Brand World
Voler sur certains modèles d'avion peut vous transporter dans le temps et vous faire revivre l'âge d'or de l'aviation. C'est ce qui est arrivé à notre chroniqueur anglais Mark Tungate qui a récemment voyagé dans un avion à hélices de la compagnie low-cost Flybe entre Roissy et Bournemouth, sur la cote sud de l'Angleterre.

They’d warned me that the aircraft would be small, but when I stepped out onto the runway I felt a tiny shock. It had propellers. The last time I took a plane with propellers, I recalled, I was flying from Budapest to Warsaw. I remember looking down at the forested foothills of the Carpathian Mountains and imagining crashing there, amid the wolves and the vampires.

This trip was somewhat less glamorous. I was flying to Bournemouth. Nothing remotely dangerous has ever happened in Bournemouth. But my parents live there, so I was looking forward to my father’s old jokes and a solid lunch of fish and chips.

The airline was called Flybe, a low-cost that had inaugurated a direct flight between Roissy and Bournemouth a couple of months earlier. It seemed a bit shy about advertising the fact – I’d only found out about it by word of mouth. Even the check-in desk was timid, lurking in the depths of terminal 2E among grander, better-known airlines. I practically had to look under a sofa to find it. Next door, Air France hummed along in dysfunctional splendour.

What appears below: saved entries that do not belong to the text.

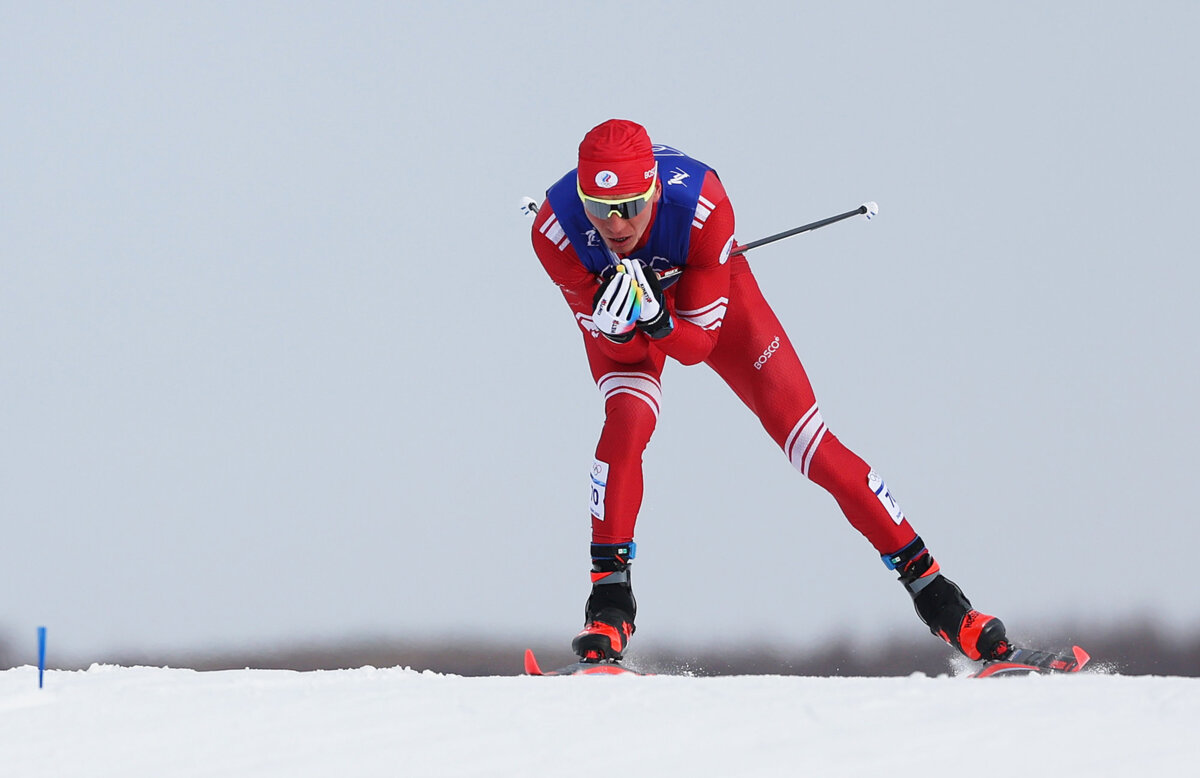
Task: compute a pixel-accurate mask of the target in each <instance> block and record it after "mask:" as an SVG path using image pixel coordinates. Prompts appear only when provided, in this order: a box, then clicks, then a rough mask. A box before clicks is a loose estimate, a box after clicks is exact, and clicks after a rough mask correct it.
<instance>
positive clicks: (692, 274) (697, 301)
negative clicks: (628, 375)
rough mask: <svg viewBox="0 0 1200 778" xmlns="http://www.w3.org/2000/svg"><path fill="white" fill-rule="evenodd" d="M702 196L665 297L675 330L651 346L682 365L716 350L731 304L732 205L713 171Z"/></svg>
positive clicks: (664, 336)
mask: <svg viewBox="0 0 1200 778" xmlns="http://www.w3.org/2000/svg"><path fill="white" fill-rule="evenodd" d="M701 195H702V198H701V205H700V208H698V209H697V211H696V221H695V222H692V228H691V241H690V247H689V251H688V262H686V264H685V265H684V269H683V273H682V274H680V276H679V281H678V282H677V283H676V285H674V286H673V287H671V288H668V289H667V293H666V297H667V309H668V310H670V311H671V316H672V318H673V322H674V328H673V329H672V330H671V333H670V334H668V335H666V336H664V337H660V339H659V340H655V341H654V345H655V346H656V347H659V348H660V349H662V351H664V352H665V353H666V354H667V355H668V357H672V358H673V359H676V360H678V361H680V363H683V364H684V365H695V364H696V363H700V361H703V360H704V359H706V358H707V357H708V354H709V353H710V352H712V351H713V347H715V346H716V337H718V334H719V331H720V327H721V321H722V319H724V318H725V309H726V306H727V305H728V301H730V264H728V249H730V247H731V240H732V238H733V205H732V204H731V203H730V198H728V197H727V196H726V193H725V187H724V186H721V182H720V180H719V179H718V178H716V175H715V174H714V173H712V172H709V173H708V174H707V176H706V178H704V184H703V187H702V188H701ZM635 340H642V339H635Z"/></svg>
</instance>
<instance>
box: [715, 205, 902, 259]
mask: <svg viewBox="0 0 1200 778" xmlns="http://www.w3.org/2000/svg"><path fill="white" fill-rule="evenodd" d="M878 213H880V207H878V204H877V203H875V202H874V201H872V202H869V203H863V204H862V205H859V207H858V208H856V209H854V210H852V211H846V213H845V214H838V215H836V216H829V217H828V219H818V220H817V221H815V222H810V223H808V225H803V226H800V227H793V228H792V229H785V231H784V232H781V233H775V234H774V235H767V237H766V238H760V239H758V240H751V241H750V243H748V244H745V245H744V246H738V247H737V249H734V250H733V251H731V252H730V255H739V253H745V252H746V251H750V250H751V249H757V247H758V246H766V245H767V244H769V243H775V241H776V240H782V239H784V238H791V237H792V235H799V234H800V233H805V232H812V231H814V229H820V228H822V227H826V226H828V225H833V223H836V222H840V221H841V220H844V219H850V217H851V216H858V215H860V214H865V215H866V217H868V219H874V217H875V216H876V215H877V214H878Z"/></svg>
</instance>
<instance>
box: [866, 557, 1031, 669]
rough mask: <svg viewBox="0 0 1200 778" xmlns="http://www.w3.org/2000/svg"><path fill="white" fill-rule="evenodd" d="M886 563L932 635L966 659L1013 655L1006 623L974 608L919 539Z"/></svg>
mask: <svg viewBox="0 0 1200 778" xmlns="http://www.w3.org/2000/svg"><path fill="white" fill-rule="evenodd" d="M883 563H884V564H887V565H888V568H889V569H892V570H895V571H898V573H899V574H900V582H901V583H904V586H905V588H906V590H908V594H910V596H912V603H913V606H914V608H916V609H917V615H918V616H920V621H923V622H925V626H926V627H929V632H931V633H932V634H935V635H937V636H938V638H941V639H942V640H944V641H946V642H948V644H949V645H952V646H954V647H955V648H958V650H959V651H960V652H962V654H964V656H966V658H967V659H976V660H979V659H984V660H988V659H1003V658H1004V657H1007V656H1008V654H1009V653H1012V651H1013V647H1012V645H1010V644H1009V642H1008V638H1007V635H1006V634H1004V624H1003V622H1001V621H1000V620H998V618H996V617H995V616H989V615H986V614H980V612H979V611H977V610H974V609H973V608H971V600H968V599H967V598H966V596H965V594H962V590H960V588H959V587H958V585H955V583H954V581H952V580H950V579H948V577H946V576H944V575H942V571H941V567H940V565H938V564H937V562H935V561H934V557H932V556H931V555H930V553H929V550H928V549H926V547H925V544H924V541H923V540H922V539H920V538H917V539H916V540H913V541H912V543H910V544H908V545H906V546H905V547H902V549H900V550H899V551H896V552H895V553H892V555H888V556H884V557H883Z"/></svg>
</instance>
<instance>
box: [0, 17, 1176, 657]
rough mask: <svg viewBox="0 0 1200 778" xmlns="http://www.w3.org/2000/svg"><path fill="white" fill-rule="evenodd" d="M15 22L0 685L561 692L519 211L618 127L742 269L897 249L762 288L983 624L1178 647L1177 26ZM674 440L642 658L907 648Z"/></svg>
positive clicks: (642, 18) (580, 606) (644, 517)
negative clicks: (722, 235) (1148, 622)
mask: <svg viewBox="0 0 1200 778" xmlns="http://www.w3.org/2000/svg"><path fill="white" fill-rule="evenodd" d="M0 18H2V19H4V24H2V25H0V116H2V119H0V528H2V535H0V639H7V640H8V642H10V644H11V645H13V646H24V645H25V642H26V641H28V642H29V645H30V647H31V646H32V636H34V633H35V628H36V626H38V624H46V626H48V628H49V629H50V635H52V639H53V640H54V641H55V646H56V647H58V648H59V650H60V651H61V652H62V653H64V654H70V656H72V657H83V658H86V657H88V656H89V654H91V653H97V654H100V653H102V652H106V651H112V650H124V648H136V650H146V651H154V650H203V648H206V647H215V648H226V647H235V646H244V645H259V646H266V645H274V644H277V642H284V641H292V640H298V639H312V640H334V639H341V638H356V636H365V635H383V636H395V638H409V636H425V635H438V634H445V633H479V634H485V635H494V636H504V638H518V636H526V638H530V639H533V638H539V639H540V638H546V636H550V638H560V639H562V640H563V644H564V647H565V645H566V642H568V641H569V640H570V638H571V636H572V635H574V633H575V632H576V630H577V629H578V627H580V624H581V620H582V606H583V600H584V598H586V596H587V591H588V576H587V569H588V547H587V546H588V540H589V522H588V509H587V502H586V501H587V489H588V484H589V477H588V473H589V467H590V463H592V455H593V451H594V447H595V441H596V436H598V433H599V429H600V423H601V419H602V417H601V403H600V396H599V393H598V391H596V390H595V388H594V385H593V384H592V382H590V377H589V373H588V370H587V364H586V360H584V357H583V347H582V341H581V336H580V334H578V330H577V329H576V327H575V324H574V322H572V318H571V315H570V312H569V311H568V309H566V306H565V304H564V303H563V300H562V298H560V295H559V293H558V291H557V289H556V288H554V287H553V286H552V285H551V283H550V281H548V280H547V279H546V277H545V275H544V273H542V270H541V268H540V265H539V263H538V261H536V258H535V257H534V255H533V252H532V249H530V245H529V237H528V231H529V222H528V220H526V219H524V217H523V216H521V215H520V213H518V210H517V203H518V199H520V197H521V196H523V195H532V196H538V197H539V198H540V196H541V193H542V192H544V190H545V188H546V187H547V186H548V185H550V184H552V182H553V181H554V180H556V179H557V178H558V176H560V175H562V174H563V173H564V172H566V170H568V169H570V168H571V167H574V164H575V154H576V148H577V145H578V142H580V139H581V137H582V136H583V133H584V132H586V131H587V130H588V128H590V127H592V126H594V125H596V124H599V122H600V121H602V120H605V119H608V118H612V116H619V118H629V119H634V120H637V121H640V122H641V124H643V125H644V126H646V127H647V128H648V130H649V132H650V136H652V138H654V140H655V142H659V143H666V144H670V145H674V146H677V148H679V149H683V150H684V151H686V152H689V154H691V155H692V156H696V157H698V158H701V160H703V161H706V162H708V163H709V164H712V166H714V167H715V168H716V169H718V170H719V172H720V174H721V176H722V180H724V182H725V186H726V188H727V190H728V192H730V196H731V198H732V201H733V204H734V209H736V213H737V217H738V229H737V235H738V238H739V239H742V240H743V241H748V240H752V239H756V238H761V237H763V235H767V234H770V233H774V232H779V231H782V229H786V228H788V227H793V226H796V225H800V223H804V222H808V221H811V220H815V219H820V217H823V216H828V215H832V214H836V213H840V211H844V210H848V209H851V208H854V207H857V205H858V204H859V203H862V202H864V201H876V202H878V204H880V215H878V217H877V219H875V220H874V221H870V222H866V221H864V220H853V221H848V222H845V223H840V225H836V226H834V227H829V228H827V229H822V231H818V232H815V233H811V234H806V235H802V237H797V238H792V239H790V240H787V241H785V243H780V244H776V245H772V246H768V247H763V249H758V250H755V251H754V252H751V253H750V261H751V265H752V267H754V268H755V271H756V275H757V277H758V281H760V285H761V286H762V287H763V291H764V293H766V295H767V298H768V300H770V301H772V303H773V305H774V306H775V310H776V312H778V313H779V316H780V317H781V319H782V321H784V323H785V325H786V327H787V328H788V331H790V335H791V336H792V340H793V341H794V343H796V346H797V349H798V351H799V352H800V357H802V359H803V360H804V364H805V366H806V369H808V371H809V375H810V378H811V379H812V382H814V385H815V388H816V391H817V397H818V400H820V401H821V406H822V412H823V415H824V418H826V420H827V421H828V424H829V425H830V427H832V430H833V431H834V432H836V433H838V436H839V437H840V438H841V439H842V441H844V442H846V443H847V444H848V445H850V447H851V448H852V449H854V450H856V451H858V453H859V454H860V455H862V456H863V457H864V459H866V460H868V461H869V462H871V465H872V466H874V467H875V468H876V469H877V471H878V472H880V473H881V474H883V477H884V478H886V479H887V483H888V485H889V486H890V490H892V493H893V495H894V496H895V497H896V498H898V499H899V502H900V504H901V507H902V508H904V510H905V511H906V514H907V515H908V517H910V519H911V521H912V522H913V525H914V526H916V527H917V529H918V532H920V533H922V535H923V537H924V538H925V540H926V541H928V544H929V545H930V547H931V549H932V551H934V553H935V555H936V556H937V557H938V559H940V561H941V563H942V565H943V569H944V570H946V571H947V573H948V574H949V575H950V577H953V579H955V580H956V581H958V582H959V583H960V585H962V587H964V590H965V591H966V592H967V594H968V596H970V597H971V598H972V599H973V600H974V604H976V605H977V606H979V608H980V609H983V610H986V611H988V612H992V614H996V615H1000V616H1002V617H1003V618H1004V621H1006V623H1008V626H1009V629H1010V632H1012V633H1014V634H1016V635H1030V634H1032V635H1036V634H1037V632H1038V630H1039V629H1044V628H1045V627H1046V626H1049V624H1057V623H1061V622H1069V623H1087V624H1099V626H1116V624H1122V623H1127V622H1129V621H1130V620H1141V618H1142V617H1160V618H1163V620H1165V622H1166V623H1169V624H1170V626H1172V627H1174V628H1176V629H1178V630H1188V632H1192V633H1195V632H1196V630H1198V629H1200V593H1198V592H1200V590H1198V587H1196V585H1195V559H1196V549H1198V547H1200V519H1198V509H1196V505H1198V499H1196V487H1195V478H1196V472H1198V471H1200V461H1198V460H1200V457H1198V454H1196V442H1195V441H1196V435H1198V430H1200V409H1198V403H1196V397H1198V396H1200V366H1198V365H1200V348H1198V341H1200V318H1198V316H1196V312H1195V307H1196V306H1195V303H1194V298H1195V293H1196V292H1195V291H1196V288H1200V268H1198V262H1196V256H1198V255H1196V247H1195V244H1196V237H1195V229H1194V225H1195V220H1196V213H1198V210H1200V209H1198V197H1196V185H1195V180H1196V176H1198V173H1200V164H1198V150H1196V149H1198V144H1196V138H1198V137H1200V107H1198V102H1196V73H1198V72H1200V67H1198V66H1200V55H1198V53H1196V47H1195V34H1196V30H1198V29H1200V26H1198V23H1200V6H1198V5H1196V4H1194V2H1187V1H1178V2H1165V1H1163V2H1145V4H1136V5H1135V4H1120V5H1118V4H1102V5H1097V4H1091V2H1056V4H1045V2H1015V4H1006V5H1004V6H1003V7H1001V6H995V5H978V4H960V2H925V4H892V2H878V1H869V2H862V1H860V2H853V4H823V5H822V6H821V7H814V6H812V5H810V4H793V2H782V1H780V2H749V4H745V2H743V4H733V5H731V4H728V2H716V1H709V0H697V1H692V2H672V4H666V2H662V4H654V2H647V4H624V5H622V4H617V5H612V6H596V5H594V4H565V2H524V4H437V2H422V4H380V2H341V1H340V2H301V4H293V2H204V4H182V2H120V4H56V2H36V4H35V2H8V1H4V2H0ZM664 395H665V407H664V412H662V415H661V419H660V423H659V429H658V432H656V435H655V438H654V439H653V442H652V443H650V448H649V450H648V453H647V456H646V474H647V497H646V503H644V505H643V511H642V517H641V521H640V525H638V538H637V539H638V546H640V556H638V561H637V563H636V565H635V585H636V591H637V594H638V600H640V615H638V635H637V640H640V641H647V642H649V641H653V642H655V644H664V642H670V641H672V640H683V641H691V642H696V641H707V640H709V639H710V638H714V636H715V635H718V634H722V633H724V634H726V635H727V636H728V640H733V641H737V640H757V639H768V638H769V639H774V640H782V641H790V642H796V644H798V645H803V644H805V642H808V641H814V640H823V639H828V638H829V636H833V635H836V634H840V633H842V632H850V633H852V634H856V635H868V636H872V638H874V636H878V639H880V640H881V641H882V640H886V639H887V638H888V636H889V635H890V636H895V635H902V636H908V635H917V634H920V633H922V632H923V630H924V628H923V627H922V626H920V624H919V623H918V622H917V618H916V616H914V615H913V612H912V606H911V604H910V603H908V599H907V594H905V592H904V591H902V588H901V587H900V585H899V583H896V582H895V581H894V576H893V574H890V573H888V571H887V570H886V569H884V568H883V565H882V564H881V563H880V561H878V557H877V556H876V553H875V551H874V550H872V549H871V547H870V545H869V544H868V543H866V541H865V540H864V539H862V538H860V537H859V535H858V534H857V533H856V532H854V531H853V529H852V528H851V527H850V525H848V523H847V522H846V521H845V519H844V517H842V516H841V514H840V511H839V510H838V508H836V504H835V503H834V501H833V499H832V498H830V497H829V496H828V495H826V493H824V492H823V491H821V489H820V487H817V486H815V485H812V484H810V483H808V481H805V480H804V479H803V478H802V477H800V475H799V474H798V473H797V472H796V471H794V469H792V467H791V466H790V465H788V462H787V460H786V459H785V457H784V455H782V454H781V453H780V451H779V450H778V449H776V448H775V447H774V444H773V443H772V442H770V439H769V438H768V437H767V436H766V433H764V432H763V431H762V430H761V429H760V426H758V424H757V420H756V419H755V418H754V417H752V415H751V414H750V413H749V412H748V411H746V409H744V408H743V407H742V406H740V405H739V403H738V402H737V400H736V399H734V396H733V395H732V393H731V391H730V390H728V389H727V388H726V387H725V385H724V384H721V383H720V381H719V379H716V378H715V376H713V375H712V373H710V372H708V371H707V369H704V367H703V366H700V367H688V369H684V367H682V366H680V365H678V364H671V365H670V366H668V367H667V370H666V375H665V381H664ZM714 442H716V443H718V444H719V445H720V448H721V456H719V457H712V456H701V455H698V454H697V451H701V450H707V449H708V447H710V445H712V444H713V443H714ZM702 443H703V445H702Z"/></svg>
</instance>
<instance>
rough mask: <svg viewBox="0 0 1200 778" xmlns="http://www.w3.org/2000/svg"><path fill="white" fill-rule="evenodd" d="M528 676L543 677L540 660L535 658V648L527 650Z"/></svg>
mask: <svg viewBox="0 0 1200 778" xmlns="http://www.w3.org/2000/svg"><path fill="white" fill-rule="evenodd" d="M526 675H542V672H541V668H539V666H538V658H536V657H534V656H533V648H526Z"/></svg>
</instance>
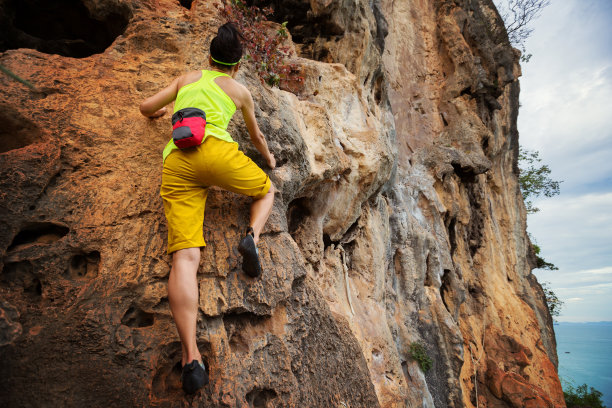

Predictably, the flight was half empty. It was also a little noisy, especially if you were sitting near the propeller-equipped wing, as I was. At least it was on time – unlike the return flight, which was delayed by 45 minutes. A man in the queue behind me said: “That’s why we call it ‘Maybe’.

But I rather liked Flybe, with its fast check-in and plucky little planes. I was astonished to discover that the brand had been around since 2002, when it changed its name from British European (“Fly BE” – get it?). As far as I can tell, its marketing strategy involves positioning it as an alternative to road or rail for short haul trips: “Think in minutes, not in miles,” reads one of its ads.

Secretly, though, I embraced Flybe because it reminded me of the golden age of flight. The tiny airport at Bournemouth, little more than a hangar with a café, could easily have been Croydon Airport in the 1930s, where the very first British air passengers embarked on rickety flights to the far corners of the Empire. At its height, the network stretched as far as Egypt and India.

The airline was called Imperial Airways. Its planes were so primitive that they were unable to fly at night, so they were forced to land at sundown. Occasionally they lost their way – more than one landed in the desert.

Seating was basic – metal chairs whose legs fitted into slots in the floor, and had a habit of disengaging if you tried to lean back. As the aircraft could fly no higher than 3,000 feet, the cabins were not pressurised. Passengers were told they could wear normal clothes, but were advised to put on an extra layer if they opened the window. Pilots flying over Africa occasionally diverted so their passengers could watch animals stampeding below.

In terms of branding, however, Imperial was rather modern. For example, it sponsored a magazine called Airways. In return for its financial support it got two advertising pages per issue, plus 4,000 copies to distribute to customers on its mailing list. More copies were handed out free of charge at Croydon Airport. Branded content avant l’heure. Imperial could ban competitive advertising and negative commentary and, the cherry on the cake, received 15% of the magazine’s profits.

Airline history geeks love Imperial’s arrow-like logo, the Speedbird, designed by Theyre Lee-Elliott in 1931. It survived the transformation of Imperial into BOAC and finally British Airways, before being retired in 1984. But an echo of it lives on – in the form of the international radio call sign for British Airways.

Imperial was also famous for its fleet of giant flying boats, perhaps the most charismatic planes ever to take the air. They were so large that they contained restaurants and promenade decks. By coincidence, when I visited my parents, we stopped off at the museum in Poole, the neighbouring town. Poole has the largest natural harbour in Europe. It is also where the old Imperial flying boats used to take off.

And there they were, in photographs and even short films, these lumbering yet strangely graceful beasts. After my Flybe experience that morning, I felt as if past and present had met. Flying today is sanitised, safe and often dull. But from time to time, it can still be magic.